柳明轩坐在书案前,面前摊着一本《大学》,目光却空洞地落在窗外的梧桐树上。秋日已深,梧桐叶落了大半,光秃秃的枝桠在灰白的天色中勾勒出萧索的轮廓。
三个月了。
自那日端阳宫宴后,父亲柳文渊便下了禁足令。对外说是他“偶感风寒,需静养数月”,实则将他软禁在这后院书房中,一步不许踏出。
“三个月,好好想想你做错了什么。”父亲的话犹在耳边,“想想这些年,你对林家小姐如何,对自己的人生又如何。若是想不明白,便一直在这里待着吧。”
起初,他是愤怒的。
凭什么?凭什么林梧可以转身就嫁入王府,而他却被困在这里?凭什么永嘉郡主翻脸不认人,仿佛那些日子的笑语嫣然都是幻觉?凭什么所有人都觉得他做错了?
他不过是...不过是想要更好的。
错了吗?
柳明轩烦躁地推开书卷,起身走到窗边。窗外的小院里,枯叶堆积,无人打扫。管家每日送饭来都是匆匆来去,一句多余的话都没有。下人们看他的眼神,也从最初的同情变成了如今的漠然。
这三个月,时间像是凝固了。没有宴饮,没有诗会,没有那些前呼后拥的恭维。只有日复一日的寂静,和那些不受控制涌入脑海的回忆。
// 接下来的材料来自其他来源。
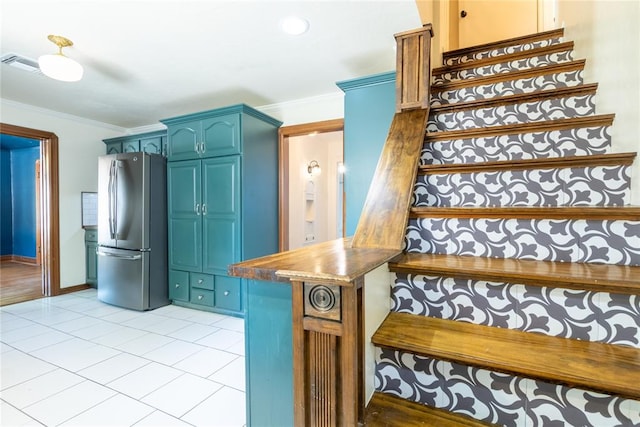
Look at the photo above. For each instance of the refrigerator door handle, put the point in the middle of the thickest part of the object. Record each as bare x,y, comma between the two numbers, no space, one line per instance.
127,257
112,211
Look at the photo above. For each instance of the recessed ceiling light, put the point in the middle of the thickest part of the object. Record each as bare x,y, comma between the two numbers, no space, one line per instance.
294,25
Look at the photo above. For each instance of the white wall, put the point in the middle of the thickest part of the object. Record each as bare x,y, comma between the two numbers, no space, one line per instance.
80,144
606,34
326,149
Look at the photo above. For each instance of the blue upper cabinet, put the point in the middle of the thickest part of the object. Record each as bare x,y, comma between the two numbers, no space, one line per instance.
150,142
210,134
222,178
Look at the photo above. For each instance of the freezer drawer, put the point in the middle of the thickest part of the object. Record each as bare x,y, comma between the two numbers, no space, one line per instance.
124,278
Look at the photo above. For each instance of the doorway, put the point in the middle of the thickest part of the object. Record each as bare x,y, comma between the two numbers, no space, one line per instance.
288,135
475,22
49,205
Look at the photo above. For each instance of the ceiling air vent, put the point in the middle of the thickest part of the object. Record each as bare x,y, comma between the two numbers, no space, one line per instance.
20,62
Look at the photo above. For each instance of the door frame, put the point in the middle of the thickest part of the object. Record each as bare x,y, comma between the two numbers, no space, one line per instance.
284,133
49,192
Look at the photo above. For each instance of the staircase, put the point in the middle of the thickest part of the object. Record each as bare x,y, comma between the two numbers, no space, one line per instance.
517,299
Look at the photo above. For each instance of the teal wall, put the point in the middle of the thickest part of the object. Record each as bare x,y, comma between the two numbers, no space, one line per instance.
18,203
368,111
269,354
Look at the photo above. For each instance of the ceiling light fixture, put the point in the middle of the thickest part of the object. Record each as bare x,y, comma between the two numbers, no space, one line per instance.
59,67
294,25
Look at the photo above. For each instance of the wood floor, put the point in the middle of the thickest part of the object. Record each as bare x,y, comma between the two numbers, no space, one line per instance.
19,282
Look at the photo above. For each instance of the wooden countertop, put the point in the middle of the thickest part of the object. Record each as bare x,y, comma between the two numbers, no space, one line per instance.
333,262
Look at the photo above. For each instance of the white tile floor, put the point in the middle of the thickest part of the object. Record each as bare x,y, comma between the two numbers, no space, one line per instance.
72,360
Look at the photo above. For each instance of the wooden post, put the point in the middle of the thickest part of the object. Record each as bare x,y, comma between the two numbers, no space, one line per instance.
413,68
327,340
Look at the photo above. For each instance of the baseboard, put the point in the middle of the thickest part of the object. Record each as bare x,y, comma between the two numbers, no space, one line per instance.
75,288
19,259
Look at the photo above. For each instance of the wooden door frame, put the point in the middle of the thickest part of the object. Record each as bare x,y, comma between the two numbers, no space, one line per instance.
49,192
38,182
284,133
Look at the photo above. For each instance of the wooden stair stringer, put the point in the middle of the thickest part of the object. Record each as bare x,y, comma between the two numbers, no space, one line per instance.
385,410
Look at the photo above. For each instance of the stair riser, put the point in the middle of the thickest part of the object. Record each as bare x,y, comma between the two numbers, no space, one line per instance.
534,111
536,145
609,242
454,60
504,88
587,186
495,397
504,67
584,315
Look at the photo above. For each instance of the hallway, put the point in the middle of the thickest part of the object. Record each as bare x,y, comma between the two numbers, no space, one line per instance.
19,282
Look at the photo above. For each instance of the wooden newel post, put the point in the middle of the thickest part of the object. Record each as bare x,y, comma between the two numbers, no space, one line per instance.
413,68
327,360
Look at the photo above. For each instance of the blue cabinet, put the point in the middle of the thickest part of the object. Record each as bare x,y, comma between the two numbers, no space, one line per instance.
222,184
91,258
150,142
205,137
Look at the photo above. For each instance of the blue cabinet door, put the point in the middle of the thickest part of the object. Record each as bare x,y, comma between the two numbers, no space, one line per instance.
221,214
131,146
184,141
152,145
114,147
185,215
221,136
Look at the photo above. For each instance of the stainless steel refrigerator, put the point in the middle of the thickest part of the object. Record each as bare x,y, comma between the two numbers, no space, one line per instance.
132,230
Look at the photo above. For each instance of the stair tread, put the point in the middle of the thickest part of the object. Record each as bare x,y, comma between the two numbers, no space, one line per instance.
542,163
617,279
630,213
548,125
385,410
557,33
596,366
559,47
582,89
511,75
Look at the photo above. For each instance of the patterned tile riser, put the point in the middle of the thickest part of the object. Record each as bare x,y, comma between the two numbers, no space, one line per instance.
501,51
558,143
590,241
499,398
535,111
504,67
589,186
583,315
509,87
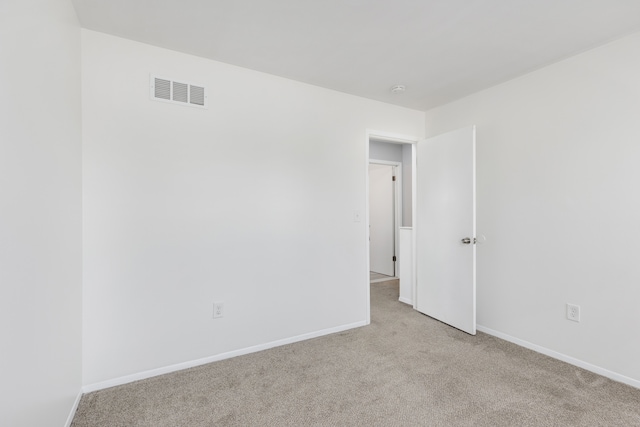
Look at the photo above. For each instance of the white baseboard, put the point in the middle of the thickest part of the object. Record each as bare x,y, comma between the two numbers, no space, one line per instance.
74,408
384,279
190,364
406,301
563,357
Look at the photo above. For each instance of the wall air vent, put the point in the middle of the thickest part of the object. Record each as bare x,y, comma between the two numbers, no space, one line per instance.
167,90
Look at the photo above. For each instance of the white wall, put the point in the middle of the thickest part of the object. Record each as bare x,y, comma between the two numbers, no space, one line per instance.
250,202
407,185
558,199
40,212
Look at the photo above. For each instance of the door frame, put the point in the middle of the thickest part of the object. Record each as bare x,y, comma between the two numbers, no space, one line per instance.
397,208
393,138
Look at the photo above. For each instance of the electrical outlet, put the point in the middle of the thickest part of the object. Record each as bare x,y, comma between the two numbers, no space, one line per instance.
573,312
218,309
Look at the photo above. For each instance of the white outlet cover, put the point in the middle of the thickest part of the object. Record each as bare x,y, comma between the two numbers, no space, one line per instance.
573,312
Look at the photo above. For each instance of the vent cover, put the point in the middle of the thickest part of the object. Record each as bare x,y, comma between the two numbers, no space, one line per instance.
168,90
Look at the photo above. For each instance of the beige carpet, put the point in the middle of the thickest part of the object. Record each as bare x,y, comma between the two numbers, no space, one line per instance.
405,369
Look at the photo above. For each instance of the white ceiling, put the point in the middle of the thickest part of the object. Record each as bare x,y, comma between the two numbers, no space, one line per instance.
441,50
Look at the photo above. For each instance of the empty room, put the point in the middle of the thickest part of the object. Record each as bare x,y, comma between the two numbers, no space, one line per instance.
186,213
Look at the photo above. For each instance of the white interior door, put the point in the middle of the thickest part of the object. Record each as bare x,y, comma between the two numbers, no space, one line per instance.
381,219
445,228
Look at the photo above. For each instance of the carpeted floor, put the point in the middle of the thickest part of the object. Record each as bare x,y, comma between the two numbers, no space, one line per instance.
404,369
林梧的笑脸。林梧的眼泪。林梧小心翼翼捧着食盒的手。林梧在他与人争执时站出来维护他的身影。林梧说“明轩哥哥,我会等你的”时,眼中的光亮。
还有...永嘉郡主赵明蕊。
柳明轩闭上眼睛,那个绯色宫装的身影又浮现在眼前。她笑得明艳,说话张扬,骑马时裙裾翻飞如蝶。她听他谈诗论画时专注的眼神,她与他游湖时指着远山说“那一片枫红真美”时的侧脸,她在宴席上为他挡酒时的豪爽...
可那日桂花林中,她的话像冰锥一样刺进他心里。
“本郡主接近你,不过是想让你看清自己配不上林梧,早些放手。”
“是又如何?柳明轩,你也不照照镜子。凭你也配在林梧和本郡主之间左右逢源?”
每一个字,都带着淬毒的锋芒。
柳明轩猛地睁开眼,一拳砸在窗框上。木屑刺进皮肉,渗出血珠,他却感觉不到疼。
都是假的。
那些温柔,那些欣赏,那些若有似无的暧昧,都是假的。
他像个傻子一样,被人玩弄于股掌之间。
“少爷...”门外传来管家的声音,小心翼翼的,“该用午膳了。”
柳明轩没有回应。
管家等了一会儿,轻轻推开门,将食盒放在桌上,又默默退了出去。
食盒里是简单的三菜一汤,还有一小壶酒。柳明轩看了一眼,忽然很想笑。从前他在家,哪一顿不是十几个菜?林梧知道他口味挑剔,还常常亲自下厨做点心送来,说“外面的总不如家里的干净”。
现在呢?
他走到桌边,端起那壶酒,仰头灌了一大口。劣质的烧刀子,辣得他喉头发烫,眼泪都出来了。
真苦。
禁足的第三个月零十天,柳明轩终于等来了第一个访客。
不是父亲,也不是母亲——母亲前日托人送来一匣子点心,还有一封信,信上只有一句话:“好好反省,莫让你爹寒心。”
来的是陆景云。
这位定国公世子摇着折扇,笑眯眯地站在书房门口,看着满室狼藉和颓废的柳明轩,眼中闪过一丝复杂的神色。
“柳兄,别来无恙?”
柳明轩靠在椅背上,抬眼看他,语气冷淡:“陆世子怎么有空来我这囚牢?”
“这话说的。”陆景云自顾自走进来,找了张还算干净的椅子坐下,“柳兄这是闭门读书,修身养性,怎么能说是囚牢呢?”
柳明轩冷笑:“修身养性?陆世子是来看我笑话的吧?”
“非也非也。”陆景云收起扇子,难得正经,“我是来告诉你一些...你该知道的事。”
“什么事?”
陆景云看着他,缓缓道:“林小姐与宁王世子的婚期定了,明年三月初八。昨日宁王府已经正式下聘,聘礼一百二十八抬,从王府一路抬到将军府,整整走了一个时辰。京城百姓都出来看热闹,说这是十年来最风光的一场下聘。”
柳明轩的手指猛然收紧。
“还有,”陆景云继续道,“永嘉郡主昨日在永王府设宴,请了京中大半贵女。席间有人提起你,郡主当众说‘柳公子?不熟,不过是点头之交罢了’。这话今日已经传遍了。”
柳明轩的脸色由白转青,又由青转白。
“陆景云,”他咬着牙,“你专程来,就是为了说这些?”
“我是来让你清醒的。”陆景云站起身,走到窗边,看着窗外萧瑟的庭院,“柳兄,你我相识多年,有些话我说了,你听也罢,不听也罢,算是尽一份朋友之谊。”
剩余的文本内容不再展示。